Billington was a foreign member of the Russian Academy of Sciences and an honorary Professor of Moscow state University
At the age of 89 at a hospital in Washington where he died distinguished American scholar of Russian culture, which for three decades led the Library of Congress, James Billington. It is stated in the statement library.
“He will be remembered as a visionary leader, outstanding scientist, a great American”, — said the current library Director Carla Hayden</b>.
Billington led the library of Congress for 28 years — from 1987 to 2015. During this time, the library collection has almost doubled, to 160 million units. Under his leadership, the library Fund has replenished with a number of rare historical documents, her store has been greatly expanded and modernized. His vision of the library was that she could be “active catalyst of civilization,” in contrast to “passive mausoleum” for dusty volumes.

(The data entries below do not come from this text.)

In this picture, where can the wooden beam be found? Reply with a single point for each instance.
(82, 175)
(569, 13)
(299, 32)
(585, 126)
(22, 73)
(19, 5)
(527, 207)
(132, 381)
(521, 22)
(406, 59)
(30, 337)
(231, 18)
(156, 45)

The library of Congress now owns the world’s largest collection of audio and video materials and the most ambitious program for the conservation of documents on paper.
James Hadley Billington was born in Bryn Maur, Pennsylvania, June 1, 1929. At the world fair 1939 in new York as a young Billington was fascinated by the ambitious engineering plans of the Soviet Union. During the Second world war Russian friend of mine recommended him to read “War and peace”. “After this, no book seemed too long”, — Billington told the Washington Post. He took Russian lessons from the widow of a Russian officer. Through it “has absorbed the culture of Imperial Russia”.
Billington had mastered the Russian language, was a foreign member of the Russian Academy of Sciences and an honorary Professor of Moscow state University. He was also awarded the order of Friendship of the Russian President for development of Russian-American relations. The Billington is the creation of the Institute for advanced Russian studies George Kennan in Washington — the leading expert of the center for Russian studies in the United States.